Again, that’s not what the spate of GOP-sponsored voter ID laws are designed to do. That is their practical outcome, though, and disenfranchising 3% of the US population by race is an outcome that demands a very good explanation. So far, that explanation has not been forthcoming. There were almost certainly cases of voters misrepresenting their identities in the 2008 and 2010 elections, but we don’t know about them. We do know that 25% of African-Americans do not have government-issued photo ID.

To a reasonable legislator, the prospect of disenfranchising a quarter of the black population would demand proof of significant fraud to make any ID law a net positive. But the Republican Party of 2012 appears to be short on reasonable legislators and long on savvy politicians. The 2012 GOP does not need evidence of fraud, because for them fraud is the only plausible explanation for what happened in 2008.

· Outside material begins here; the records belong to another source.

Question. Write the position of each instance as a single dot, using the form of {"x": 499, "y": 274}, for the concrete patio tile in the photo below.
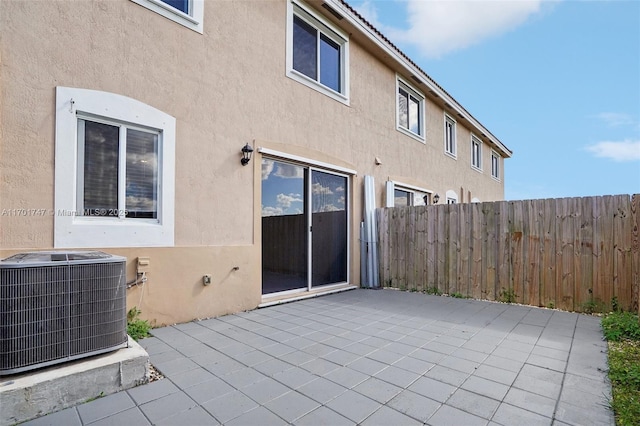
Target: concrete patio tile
{"x": 347, "y": 377}
{"x": 546, "y": 362}
{"x": 516, "y": 346}
{"x": 397, "y": 376}
{"x": 450, "y": 416}
{"x": 433, "y": 389}
{"x": 582, "y": 398}
{"x": 294, "y": 377}
{"x": 192, "y": 416}
{"x": 265, "y": 390}
{"x": 210, "y": 389}
{"x": 470, "y": 355}
{"x": 473, "y": 403}
{"x": 385, "y": 356}
{"x": 130, "y": 417}
{"x": 414, "y": 365}
{"x": 341, "y": 357}
{"x": 531, "y": 401}
{"x": 191, "y": 377}
{"x": 509, "y": 415}
{"x": 353, "y": 406}
{"x": 377, "y": 389}
{"x": 427, "y": 355}
{"x": 496, "y": 374}
{"x": 447, "y": 375}
{"x": 67, "y": 417}
{"x": 319, "y": 366}
{"x": 229, "y": 406}
{"x": 598, "y": 387}
{"x": 223, "y": 366}
{"x": 486, "y": 387}
{"x": 104, "y": 407}
{"x": 151, "y": 391}
{"x": 550, "y": 353}
{"x": 459, "y": 364}
{"x": 388, "y": 416}
{"x": 360, "y": 348}
{"x": 512, "y": 354}
{"x": 195, "y": 349}
{"x": 258, "y": 416}
{"x": 273, "y": 366}
{"x": 245, "y": 377}
{"x": 322, "y": 390}
{"x": 367, "y": 366}
{"x": 167, "y": 406}
{"x": 324, "y": 416}
{"x": 299, "y": 342}
{"x": 253, "y": 357}
{"x": 297, "y": 358}
{"x": 292, "y": 406}
{"x": 579, "y": 416}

It is not possible that America picked a black lawyer to be president instead of a white war hero. It cannot have happened because the the party had just seated one of the worst presidents in American history, or because their war hero ran a staggeringly inept campaign, or because their increasingly radical platform appeals to a rapidly dwindling constituency. All of those explanations would require a GOP that has decided its ends justify any means to consider that it might be fallible.

Better to declare the election of 2008 wasn’t real, and to take steps to ensure that 10 million people who are likely to want Barack Obama to be president can’t impose their illegitimate wills again. Don’t get me wrong: I think conservative politics has a lot to offer the United States, especially now. I question the value of a party that would invest so many resources in a national campaign to fight voter fraud, however, when we have almost no evidence that it exists. Imagine what the Republican Party could accomplish if it addressed a real problem. Imagine how many votes that would get them.